Vienne – Par : Houcine MAIMOUNI
En plein cœur de Vienne, dans le 9ème arrondissement (19, rue Bergasse), un immeuble se fond allègrement dans l’environnement ambiant. Rien ne distingue la bâtisse blanc cassé si ce n’est une plaque : “Musée Sigmund Freud”.
Le musée, dont les travaux de rénovation ont été retardés par le Covid-19, a été inauguré dans sa nouvelle version, mercredi, en présence du président du gouvernement fédéral d’Autriche, Alexander Van der Bellen, et d’une importante délégation officielle, quoique en format réduit. Pandémie oblige !
A l’entrée, on sonne. Comme le faisaient, il y a cent ans, les patients du grand Professeur. Une fois le pas franchi, le visiteur sombre immédiatement dans une immersion à vif, comme emporté dans la pénombre d’un espace-temps d’un autre âge.
C’est ici que Freud a vécu. C’est ici qu’il a écrit et officié comme praticien pendant 47 ans, de 1891 à 1938, date à laquelle il était contraint de fuir avec sa famille le régime national-socialiste, suite à l’annexion de l’Autriche par le régime nazi.
Au fil de ces années, sa famille a vécu à différents étages. Mais c’est ici qu’il a écrit ses plus grandes œuvres (L’Interprétation du rêve, Cinq leçons sur la psychanalyse, Le Moi et le Ça, Totem et tabou, etc.). Sa célèbre Société psychologique du mercredi (le premier cercle psychanalytique de l’histoire) se retrouvait ici, dans la salle d’attente du cabinet.
“Je crois que ça n’a aucun sens de rénover quelque chose si elle ne cadre pas avec le contexte actuel”, prévient dans une déclaration à la MAP la directrice du musée Monika Pessler.
Pour réussir cette opération de rénovation, de réorganisation et d’extension du musée, a-t-elle expliqué, trois architectes viennois ont eu la merveilleuse idée de jouer sur l’espace : la superficie du bâtiment, qui couvre désormais environ 550 m2, a presque doublé.
Pour la première fois, toutes les pièces privées de la famille Freud sont accessibles y compris son “premier” cabinet situé au rez-de-chaussée supérieur.
Mieux, le bel étage est entièrement dédié à la recherche. Il abrite la plus grande bibliothèque de psychanalyse d’Europe (plus de 40 000 ouvrages), ainsi que les archives du musée, qui sont équipées d’une nouvelle salle de lecture et de conférences.
L’infrastructure modernisée du musée offre des installations modernes qui incluent un guichet, une boutique du musée et un café dans le hall, alors que les salles de l’entresol, qui composaient le cabinet de Freud, présentent désormais des œuvres d’art, dont des collections d’art conceptuel.
La vie de la famille Freud est reconstituée à l’aide de photographies historiques qui livrent un aperçu de l’utilisation des pièces dont la structure est conservée à l’identique : les planchers, les portes et leurs poignées, le dressing, la cage d’escalier, la vue sur la cour arborée….

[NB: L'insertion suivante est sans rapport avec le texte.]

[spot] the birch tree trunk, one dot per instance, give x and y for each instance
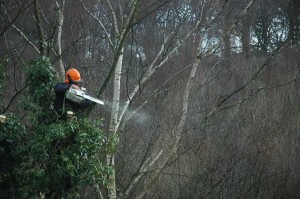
(39, 27)
(113, 124)
(60, 21)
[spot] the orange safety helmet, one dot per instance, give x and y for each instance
(72, 75)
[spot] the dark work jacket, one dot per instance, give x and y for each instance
(60, 92)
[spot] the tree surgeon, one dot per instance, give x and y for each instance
(62, 102)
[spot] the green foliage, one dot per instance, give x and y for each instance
(56, 158)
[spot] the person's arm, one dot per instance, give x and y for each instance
(61, 88)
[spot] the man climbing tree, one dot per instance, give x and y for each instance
(62, 102)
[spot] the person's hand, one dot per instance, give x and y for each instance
(75, 87)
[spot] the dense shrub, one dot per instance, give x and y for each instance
(46, 156)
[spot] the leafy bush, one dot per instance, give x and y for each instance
(55, 158)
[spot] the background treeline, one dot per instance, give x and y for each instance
(204, 95)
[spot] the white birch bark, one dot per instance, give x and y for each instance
(113, 122)
(60, 21)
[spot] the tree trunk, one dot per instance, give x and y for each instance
(60, 21)
(114, 120)
(39, 27)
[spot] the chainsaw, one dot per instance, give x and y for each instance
(79, 95)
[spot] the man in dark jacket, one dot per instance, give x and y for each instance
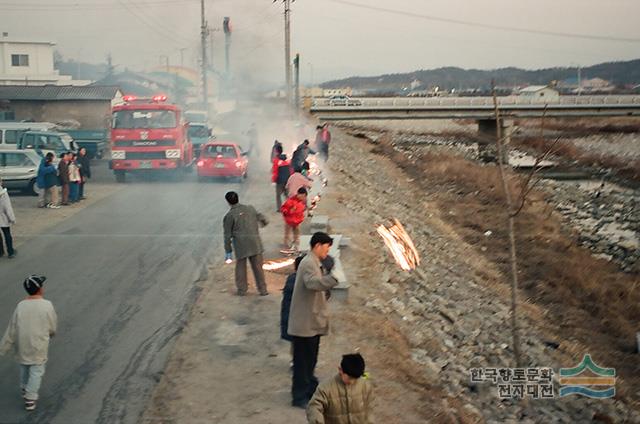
(301, 154)
(287, 293)
(84, 164)
(309, 316)
(63, 176)
(280, 175)
(47, 181)
(241, 228)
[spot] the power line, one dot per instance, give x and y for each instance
(77, 7)
(151, 26)
(487, 26)
(154, 20)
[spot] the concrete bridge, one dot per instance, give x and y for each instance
(478, 108)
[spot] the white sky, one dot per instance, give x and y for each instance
(334, 39)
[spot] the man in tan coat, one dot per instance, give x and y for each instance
(345, 399)
(241, 233)
(309, 316)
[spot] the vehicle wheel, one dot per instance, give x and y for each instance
(33, 189)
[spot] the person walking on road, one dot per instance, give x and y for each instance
(324, 138)
(241, 230)
(7, 219)
(63, 176)
(287, 293)
(296, 181)
(301, 154)
(84, 163)
(47, 181)
(293, 214)
(309, 316)
(276, 150)
(32, 325)
(345, 399)
(281, 172)
(74, 179)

Le projet de rénovation et de restauration, qui a coûté environ 4 millions d’euros, a été financé par la ville de Vienne, le gouvernement fédéral, des donateurs privés et la Fondation Sigmund Freud, qui gère également le musée.
Depuis son ouverture en 1971, ce musée regroupe des milliers d’archives, correspondances, lettres et objets d’antiquité, dont Anna Freud, elle-même psychanalyste, a fait don à la Fondation Sigmund Freud.

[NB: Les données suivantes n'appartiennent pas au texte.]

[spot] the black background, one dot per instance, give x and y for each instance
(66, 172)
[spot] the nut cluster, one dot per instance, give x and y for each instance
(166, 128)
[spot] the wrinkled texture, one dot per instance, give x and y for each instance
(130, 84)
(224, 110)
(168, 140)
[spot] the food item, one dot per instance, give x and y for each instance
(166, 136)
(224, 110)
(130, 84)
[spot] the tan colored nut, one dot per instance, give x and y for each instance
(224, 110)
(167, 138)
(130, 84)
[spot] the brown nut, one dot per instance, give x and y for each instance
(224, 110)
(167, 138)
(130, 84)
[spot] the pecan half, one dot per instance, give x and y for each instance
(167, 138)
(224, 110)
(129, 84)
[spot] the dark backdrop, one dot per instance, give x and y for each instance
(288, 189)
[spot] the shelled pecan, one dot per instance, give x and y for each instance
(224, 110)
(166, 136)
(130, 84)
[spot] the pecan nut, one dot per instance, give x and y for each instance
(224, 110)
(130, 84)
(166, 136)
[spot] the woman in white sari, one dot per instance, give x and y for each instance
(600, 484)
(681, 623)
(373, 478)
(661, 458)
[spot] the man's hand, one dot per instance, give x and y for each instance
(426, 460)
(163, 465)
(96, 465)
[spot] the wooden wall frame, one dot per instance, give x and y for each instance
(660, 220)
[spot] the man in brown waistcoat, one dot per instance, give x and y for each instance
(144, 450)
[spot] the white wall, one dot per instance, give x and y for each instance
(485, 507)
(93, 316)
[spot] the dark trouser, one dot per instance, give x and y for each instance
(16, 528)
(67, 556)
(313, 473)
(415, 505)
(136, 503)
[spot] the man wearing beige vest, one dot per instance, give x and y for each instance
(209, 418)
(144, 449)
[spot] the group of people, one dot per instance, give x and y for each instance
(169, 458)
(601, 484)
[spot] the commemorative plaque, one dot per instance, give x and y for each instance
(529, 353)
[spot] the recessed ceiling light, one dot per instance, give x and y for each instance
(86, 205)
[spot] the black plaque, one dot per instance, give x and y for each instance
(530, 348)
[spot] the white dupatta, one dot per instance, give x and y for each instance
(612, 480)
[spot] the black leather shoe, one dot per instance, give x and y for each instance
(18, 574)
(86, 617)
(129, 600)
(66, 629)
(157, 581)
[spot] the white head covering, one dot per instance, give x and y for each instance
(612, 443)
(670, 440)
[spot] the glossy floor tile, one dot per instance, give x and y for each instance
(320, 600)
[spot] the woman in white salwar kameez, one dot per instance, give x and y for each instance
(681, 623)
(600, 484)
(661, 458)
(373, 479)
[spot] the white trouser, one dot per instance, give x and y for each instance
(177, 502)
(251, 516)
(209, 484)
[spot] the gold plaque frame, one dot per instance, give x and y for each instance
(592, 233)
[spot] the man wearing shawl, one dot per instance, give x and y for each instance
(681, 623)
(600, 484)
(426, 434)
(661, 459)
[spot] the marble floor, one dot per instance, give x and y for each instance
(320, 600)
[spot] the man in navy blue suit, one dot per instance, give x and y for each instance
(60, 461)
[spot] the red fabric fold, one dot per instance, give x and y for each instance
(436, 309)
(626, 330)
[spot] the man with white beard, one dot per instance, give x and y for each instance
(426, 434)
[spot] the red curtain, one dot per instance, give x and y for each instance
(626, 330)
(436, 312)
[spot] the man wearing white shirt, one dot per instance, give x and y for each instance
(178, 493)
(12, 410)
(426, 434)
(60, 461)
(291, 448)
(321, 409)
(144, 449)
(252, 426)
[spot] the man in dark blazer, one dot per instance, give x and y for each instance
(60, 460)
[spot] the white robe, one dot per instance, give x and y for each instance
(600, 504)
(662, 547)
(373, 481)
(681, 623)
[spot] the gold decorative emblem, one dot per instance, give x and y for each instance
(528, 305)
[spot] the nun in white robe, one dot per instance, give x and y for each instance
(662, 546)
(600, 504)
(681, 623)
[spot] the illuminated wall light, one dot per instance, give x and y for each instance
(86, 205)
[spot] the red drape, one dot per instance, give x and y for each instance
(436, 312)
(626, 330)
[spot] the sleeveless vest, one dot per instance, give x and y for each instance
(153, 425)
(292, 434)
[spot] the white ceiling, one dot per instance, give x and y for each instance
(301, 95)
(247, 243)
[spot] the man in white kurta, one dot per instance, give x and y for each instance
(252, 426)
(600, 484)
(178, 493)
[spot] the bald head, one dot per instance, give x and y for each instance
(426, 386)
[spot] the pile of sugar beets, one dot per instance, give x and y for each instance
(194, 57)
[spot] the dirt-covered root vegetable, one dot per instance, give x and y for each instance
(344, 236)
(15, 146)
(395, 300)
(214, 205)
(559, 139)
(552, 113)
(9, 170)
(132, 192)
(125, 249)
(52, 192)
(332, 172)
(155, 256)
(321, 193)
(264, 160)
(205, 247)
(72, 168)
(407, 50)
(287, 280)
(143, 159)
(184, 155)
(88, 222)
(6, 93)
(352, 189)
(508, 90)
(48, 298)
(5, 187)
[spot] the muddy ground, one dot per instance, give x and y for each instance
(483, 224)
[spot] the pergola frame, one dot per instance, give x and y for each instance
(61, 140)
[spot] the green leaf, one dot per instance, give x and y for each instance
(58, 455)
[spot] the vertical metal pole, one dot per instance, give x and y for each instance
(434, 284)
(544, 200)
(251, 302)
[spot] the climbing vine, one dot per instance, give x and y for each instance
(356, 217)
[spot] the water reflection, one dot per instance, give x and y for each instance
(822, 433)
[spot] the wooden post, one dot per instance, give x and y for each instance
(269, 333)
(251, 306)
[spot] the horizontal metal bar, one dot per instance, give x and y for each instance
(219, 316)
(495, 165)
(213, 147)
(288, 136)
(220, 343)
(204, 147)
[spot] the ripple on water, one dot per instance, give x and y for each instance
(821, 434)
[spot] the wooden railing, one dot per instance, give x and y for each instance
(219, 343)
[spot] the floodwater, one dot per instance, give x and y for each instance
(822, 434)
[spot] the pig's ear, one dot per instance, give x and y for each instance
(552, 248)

Résultat : ce petit immeuble paisible et discret accueille, à lui-seul, pas moins de 100 000 visiteurs par an et “le nombre ira sans doute croissant à l’avenir”, assure Mme Pessler.
Pourquoi ? “Freud disait que nul n’est maître en sa demeure. C’est-à-dire qu’il y a tellement d’émotions refoulées dans notre inconscient, dont on ne connaît point comment elles influencent nos décisions”, explique-t-elle.
Sur la contemporanéité de la leçon de Freud, elle a soutenu que le père de la psychanalyse “a toujours été ouvert au vivre-ensemble, très respectueux des autres cultures. On a un long chemin à parcourir pour une vie civilisée avec des peuples différents, issus de divers backgrounds et cultures”.